Once through (or around, depending on how brave you are feeling) the second stream crossing, the last 4 km back to the dam is a flat scenic cycle skirting the edge of the reservoir. In the summer months there is an abundance of wildflowers here, my favourite being the Pineappleweed or to give it its Latin name Matricaria discoidea. This annual plant is not indigenous to the UK but came over from North America and when crushed in the palm of the hand exudes a pineapple aroma. As well as having certain medicinal properties is also edible and can be used to make a chamomile/pineapple tasting tea.
It wasn’t only the Romans (who literally) put this area on the map but also the famous physicians of Myddfai. Allegedly the first of these was borne by the lady of the lake – another Welsh Legend – and they practiced for some 500 years up until the 18th century. They were known for their use of plants native to the area to cure various diseases, but it was their attention to detail in particular the quantities and preparation involved in the treatments which enabled these cures to be used generation after generation.

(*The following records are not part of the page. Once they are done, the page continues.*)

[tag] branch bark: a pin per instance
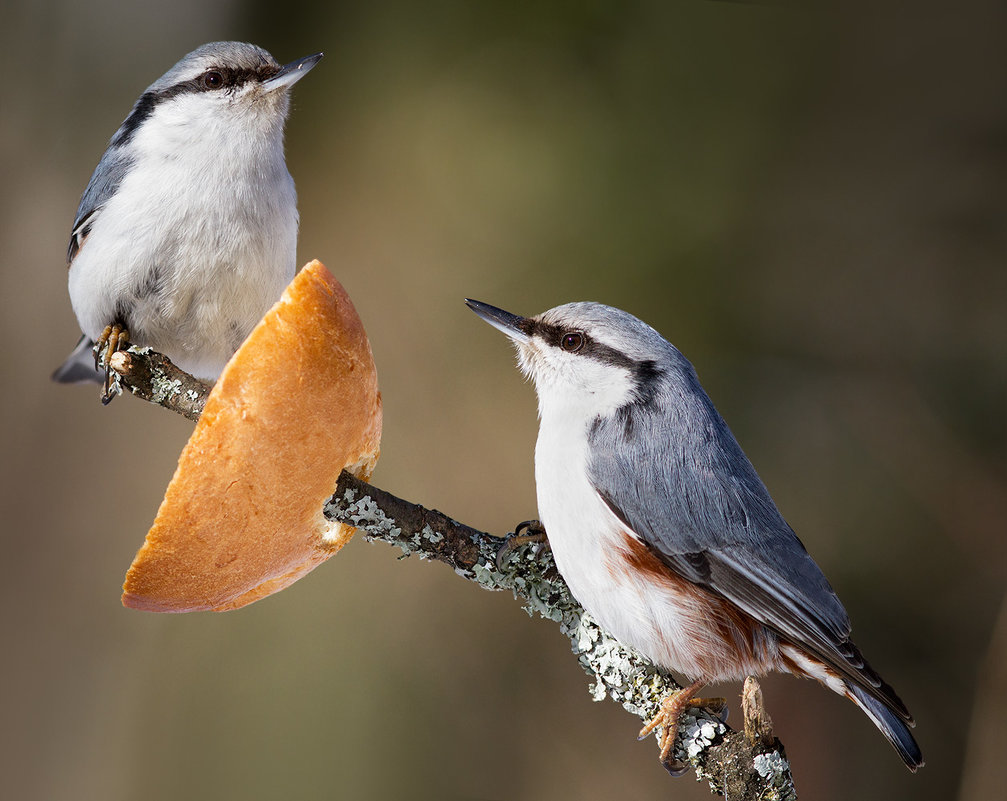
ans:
(737, 765)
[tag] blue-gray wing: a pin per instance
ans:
(103, 184)
(673, 472)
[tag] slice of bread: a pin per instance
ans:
(296, 404)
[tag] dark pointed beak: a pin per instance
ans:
(292, 73)
(511, 324)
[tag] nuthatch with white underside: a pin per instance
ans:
(663, 529)
(187, 231)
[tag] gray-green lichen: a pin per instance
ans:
(617, 672)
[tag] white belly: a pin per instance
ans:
(588, 542)
(191, 272)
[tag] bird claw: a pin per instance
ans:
(114, 338)
(667, 718)
(536, 535)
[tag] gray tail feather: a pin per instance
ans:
(892, 726)
(80, 365)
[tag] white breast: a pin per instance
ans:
(672, 628)
(195, 246)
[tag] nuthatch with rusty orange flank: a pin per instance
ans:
(186, 233)
(663, 529)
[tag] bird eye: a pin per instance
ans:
(572, 342)
(212, 80)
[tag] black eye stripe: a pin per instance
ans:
(555, 335)
(150, 100)
(572, 342)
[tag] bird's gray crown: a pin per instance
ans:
(213, 67)
(605, 334)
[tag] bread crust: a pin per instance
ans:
(296, 404)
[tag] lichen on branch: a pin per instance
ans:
(740, 765)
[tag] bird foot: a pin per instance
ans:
(114, 338)
(667, 718)
(536, 534)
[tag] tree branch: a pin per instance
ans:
(739, 765)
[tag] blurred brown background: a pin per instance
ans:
(808, 198)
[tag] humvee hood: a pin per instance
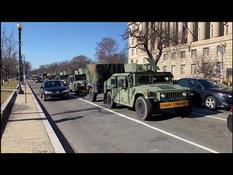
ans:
(162, 87)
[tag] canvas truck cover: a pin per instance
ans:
(98, 73)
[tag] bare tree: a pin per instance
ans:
(107, 52)
(151, 36)
(206, 67)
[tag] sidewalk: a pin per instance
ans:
(25, 131)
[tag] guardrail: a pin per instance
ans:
(6, 108)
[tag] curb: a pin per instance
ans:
(52, 135)
(6, 108)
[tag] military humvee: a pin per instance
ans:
(77, 81)
(146, 91)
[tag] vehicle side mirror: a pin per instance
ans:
(123, 84)
(199, 86)
(113, 82)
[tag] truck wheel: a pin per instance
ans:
(183, 112)
(110, 102)
(210, 102)
(92, 95)
(143, 108)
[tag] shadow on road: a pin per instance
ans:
(67, 119)
(73, 111)
(25, 119)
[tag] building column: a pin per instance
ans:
(214, 29)
(180, 31)
(190, 32)
(201, 30)
(228, 28)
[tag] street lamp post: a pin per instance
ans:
(222, 50)
(20, 26)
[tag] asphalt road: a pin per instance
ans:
(90, 128)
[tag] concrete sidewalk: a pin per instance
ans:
(25, 131)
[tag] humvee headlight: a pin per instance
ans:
(162, 95)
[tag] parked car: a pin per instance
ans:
(211, 93)
(54, 89)
(38, 80)
(229, 120)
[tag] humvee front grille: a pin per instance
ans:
(173, 96)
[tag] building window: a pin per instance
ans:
(206, 51)
(132, 41)
(132, 52)
(173, 69)
(193, 69)
(182, 69)
(164, 57)
(173, 56)
(182, 54)
(194, 53)
(164, 68)
(144, 60)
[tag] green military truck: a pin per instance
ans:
(77, 81)
(146, 91)
(96, 74)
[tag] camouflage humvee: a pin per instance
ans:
(77, 82)
(146, 91)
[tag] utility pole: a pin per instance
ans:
(20, 26)
(24, 77)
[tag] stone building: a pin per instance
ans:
(212, 40)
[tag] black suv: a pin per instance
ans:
(53, 89)
(211, 93)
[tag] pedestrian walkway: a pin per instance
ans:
(25, 131)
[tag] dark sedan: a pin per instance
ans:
(54, 89)
(211, 93)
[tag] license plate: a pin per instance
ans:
(174, 104)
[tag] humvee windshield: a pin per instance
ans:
(63, 77)
(80, 77)
(152, 78)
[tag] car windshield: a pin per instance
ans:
(151, 79)
(50, 84)
(63, 77)
(80, 77)
(212, 84)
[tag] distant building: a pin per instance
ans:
(210, 39)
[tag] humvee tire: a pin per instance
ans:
(92, 95)
(143, 108)
(110, 103)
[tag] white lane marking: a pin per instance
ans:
(154, 128)
(52, 136)
(210, 116)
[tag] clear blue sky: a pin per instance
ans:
(48, 42)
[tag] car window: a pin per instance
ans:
(184, 83)
(193, 83)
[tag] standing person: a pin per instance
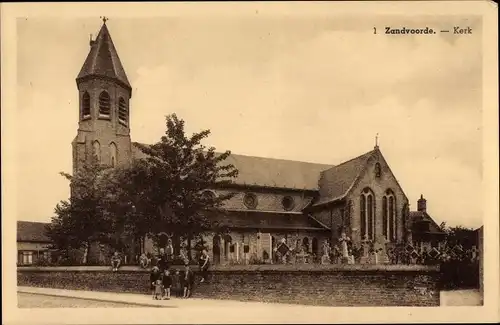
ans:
(188, 281)
(158, 290)
(167, 284)
(176, 283)
(170, 250)
(204, 265)
(162, 260)
(115, 262)
(144, 261)
(153, 277)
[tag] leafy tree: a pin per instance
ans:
(174, 176)
(459, 235)
(81, 220)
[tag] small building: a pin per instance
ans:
(32, 243)
(425, 232)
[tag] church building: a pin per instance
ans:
(306, 205)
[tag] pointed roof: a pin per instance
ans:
(337, 181)
(103, 60)
(268, 172)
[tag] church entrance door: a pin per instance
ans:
(216, 249)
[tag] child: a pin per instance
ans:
(158, 290)
(188, 282)
(153, 277)
(167, 284)
(176, 283)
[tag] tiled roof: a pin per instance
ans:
(280, 173)
(271, 172)
(258, 220)
(421, 216)
(31, 232)
(335, 182)
(103, 59)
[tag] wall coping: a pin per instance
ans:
(380, 268)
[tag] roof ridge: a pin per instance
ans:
(261, 157)
(355, 158)
(26, 221)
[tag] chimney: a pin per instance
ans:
(422, 204)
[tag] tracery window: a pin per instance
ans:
(122, 111)
(367, 209)
(85, 105)
(104, 104)
(389, 215)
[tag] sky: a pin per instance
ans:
(314, 89)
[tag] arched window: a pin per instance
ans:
(113, 154)
(104, 104)
(367, 208)
(362, 209)
(305, 244)
(378, 170)
(315, 246)
(392, 219)
(228, 241)
(97, 150)
(85, 105)
(389, 215)
(122, 111)
(385, 221)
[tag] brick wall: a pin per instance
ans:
(327, 286)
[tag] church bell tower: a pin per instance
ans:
(104, 96)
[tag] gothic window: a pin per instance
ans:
(315, 246)
(288, 203)
(122, 111)
(104, 104)
(85, 105)
(385, 221)
(367, 208)
(227, 245)
(250, 200)
(391, 219)
(305, 244)
(362, 205)
(389, 215)
(113, 154)
(378, 171)
(97, 150)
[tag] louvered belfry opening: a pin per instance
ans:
(86, 105)
(104, 104)
(122, 111)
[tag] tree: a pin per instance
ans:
(177, 171)
(81, 220)
(459, 235)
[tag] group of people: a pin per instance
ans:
(165, 281)
(168, 282)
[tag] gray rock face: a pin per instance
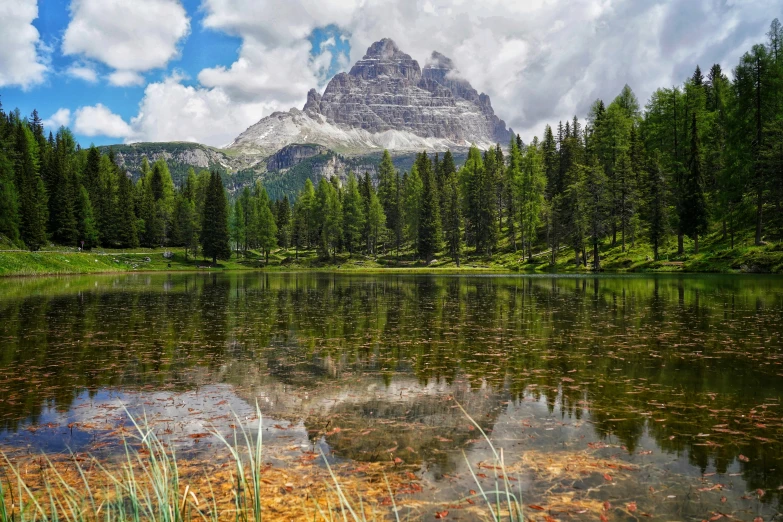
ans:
(291, 155)
(387, 90)
(387, 101)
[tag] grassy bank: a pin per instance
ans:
(716, 256)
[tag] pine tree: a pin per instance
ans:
(694, 210)
(328, 208)
(9, 199)
(63, 195)
(596, 206)
(31, 190)
(412, 203)
(353, 215)
(531, 198)
(87, 226)
(214, 221)
(266, 229)
(429, 233)
(656, 207)
(126, 221)
(452, 218)
(304, 227)
(376, 219)
(237, 226)
(283, 221)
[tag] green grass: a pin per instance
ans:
(716, 256)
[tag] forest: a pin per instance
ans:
(704, 157)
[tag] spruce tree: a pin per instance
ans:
(283, 221)
(265, 222)
(9, 199)
(656, 206)
(353, 215)
(30, 186)
(694, 215)
(429, 232)
(452, 218)
(214, 221)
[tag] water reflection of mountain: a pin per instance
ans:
(678, 357)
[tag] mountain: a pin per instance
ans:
(386, 101)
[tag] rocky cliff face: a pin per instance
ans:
(386, 101)
(292, 155)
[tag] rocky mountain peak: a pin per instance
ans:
(384, 58)
(386, 101)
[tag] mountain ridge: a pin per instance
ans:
(385, 101)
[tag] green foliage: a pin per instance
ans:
(429, 223)
(214, 222)
(353, 215)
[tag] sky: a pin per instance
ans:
(121, 71)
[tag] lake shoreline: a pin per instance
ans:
(741, 260)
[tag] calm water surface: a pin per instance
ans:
(659, 390)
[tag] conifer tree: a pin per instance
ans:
(656, 207)
(429, 233)
(214, 221)
(353, 215)
(376, 219)
(412, 203)
(30, 186)
(266, 229)
(237, 226)
(283, 221)
(452, 218)
(693, 218)
(87, 227)
(9, 199)
(126, 222)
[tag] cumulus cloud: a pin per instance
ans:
(22, 60)
(83, 72)
(125, 78)
(540, 61)
(130, 37)
(98, 120)
(171, 111)
(61, 118)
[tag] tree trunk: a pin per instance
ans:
(759, 210)
(614, 233)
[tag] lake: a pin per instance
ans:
(632, 396)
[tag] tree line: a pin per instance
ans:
(704, 155)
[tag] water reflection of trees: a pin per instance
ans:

It is said that they used the water from what is known as the Physicians well, which now is just a small spring, the waters of which eventually find their way into the reservoir. The well is easily accessible by taking the first left hand turn you come across on the northern side of the reservoir. This forest road is some 3 km long and involves a climb of 50mts or so and whilst offering some wonderful views of the northern edge of the park it feels a bit of a drag to ride. Is it worth it? Probably not unless you plan to push up onto Mynydd Myddfai and ride across the tops to the camps.
It was here that I met the inspirational Valerie Wood-Gaiger, we walked together to the well and shared stories of our travels and life in general. Valerie has set up a Facebook page called ‘learn with grandma’. This has developed into an international network with 36 groups throughout the world, the idea being to create intergenerational learning using ICT as a bridge between generations, a wonderful idea!
An alternative short excursion to the well is to take the second forestry road, again on the north side of the reservoir which turns left off the tarmac and heads out towards the Pigwm. Once on this track turn left again and follow it uphill until you come to the obvious turning area, here on your left is a track which takes you back down to the reservoir. Grassy at first it soon turns into a slippery muddy path which is great fun to ride. Throw caution to the wind and try to stay upright as your bike does its best to unseat you as it slips and slides its way down the path before ejecting you out onto the track, where you turn left and head back towards the dam.
I’m surprised this area of the national park doesn’t get more visitors, whether that’s because of the lack of amenities or the distance needed to travel here I’m not sure, but steeped in such history and with possibly some of the best scenery in South Wales, it’s certainly worth a day out.